The first public version of Stable Diffusion (1.4) was released in mid-August this year.dealing quite a blow to the image-generative AI market: we were just getting used to everything that proprietary solutions like DALL-E 2 and MidJourney could do, and suddenly we had a very powerful open source alternative on our hands.
For By the end of the same month, the Stable Diffusion model had already been updated to version 1.5. Taken together, ‘V1’ of this AI was, as its creators remind us, an example of software with “one of the fastest climbs to 10,000 Github starsshooting through 33,000 stars in less than two months”.
And now, less than three months after the release of 1.5, the Stability AI folks just announced the release of Stable Diffusion V2which “offers a number of great improvements and features compared to the original V1 version.”
“We’ve worked hard to optimize the models to run on a single GPU, making them accessible to as many people as possible right out of the box!”
“Big improvements” such as the inclusion of OpenCLIP, a new text encoder (responsible for interpreting the instructions of the users) that “greatly improves the quality of the generated images” and of a new dataset with its corresponding and improved anti-NSFW filter (ie, intended to prevent generation of ‘sensitive’ images).
In addition, the text-to-image models of this version of Stable Diffusion can generate images with default resolutions of 512×512 pixels and 768×768 pixels.
V2 also includes a rescaling model capable of multiply by four the resolution of the images.
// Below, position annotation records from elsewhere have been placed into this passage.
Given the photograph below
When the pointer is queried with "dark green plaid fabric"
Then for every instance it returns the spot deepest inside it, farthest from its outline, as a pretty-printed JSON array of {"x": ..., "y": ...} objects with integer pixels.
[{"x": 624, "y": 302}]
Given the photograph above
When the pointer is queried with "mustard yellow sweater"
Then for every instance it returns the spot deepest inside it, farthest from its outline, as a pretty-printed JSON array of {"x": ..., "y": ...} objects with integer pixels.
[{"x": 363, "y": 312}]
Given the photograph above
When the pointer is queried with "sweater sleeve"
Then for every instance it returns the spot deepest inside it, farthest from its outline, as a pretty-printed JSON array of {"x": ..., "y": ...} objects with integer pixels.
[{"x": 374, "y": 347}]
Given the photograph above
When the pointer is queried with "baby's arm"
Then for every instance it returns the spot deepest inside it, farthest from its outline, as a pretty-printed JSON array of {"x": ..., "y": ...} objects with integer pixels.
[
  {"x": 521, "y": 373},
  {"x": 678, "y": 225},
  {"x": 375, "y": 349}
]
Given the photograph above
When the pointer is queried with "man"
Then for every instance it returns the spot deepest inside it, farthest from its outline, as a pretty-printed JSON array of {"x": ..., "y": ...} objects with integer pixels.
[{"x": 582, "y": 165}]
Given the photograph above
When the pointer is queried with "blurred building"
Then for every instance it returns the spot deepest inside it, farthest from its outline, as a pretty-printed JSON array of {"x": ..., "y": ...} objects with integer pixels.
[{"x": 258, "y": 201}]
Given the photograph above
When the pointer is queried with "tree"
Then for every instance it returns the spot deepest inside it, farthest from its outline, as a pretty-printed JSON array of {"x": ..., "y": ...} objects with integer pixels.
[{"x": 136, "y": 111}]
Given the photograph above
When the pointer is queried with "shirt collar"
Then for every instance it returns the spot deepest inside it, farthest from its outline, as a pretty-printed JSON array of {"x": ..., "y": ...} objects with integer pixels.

Which means that, in combination with text-to-image models, the new version of Stable Diffusion can now generate images with resolutions of 2048×2048 or higher.
depth2img it is a “depth guided” model, a novelty incorporated in the V2 that “infers the depth of an input image (using an existing model) and then generates new images using both the text and depth information.”
“It offers all kinds of creative new applications, delivering transformations that look radically different from the original, but still retain the consistency and depth of that image.”
“Finally, we’ve also included a new text-guided repaint model, which makes it super easy to smartly and quickly change parts of an image.”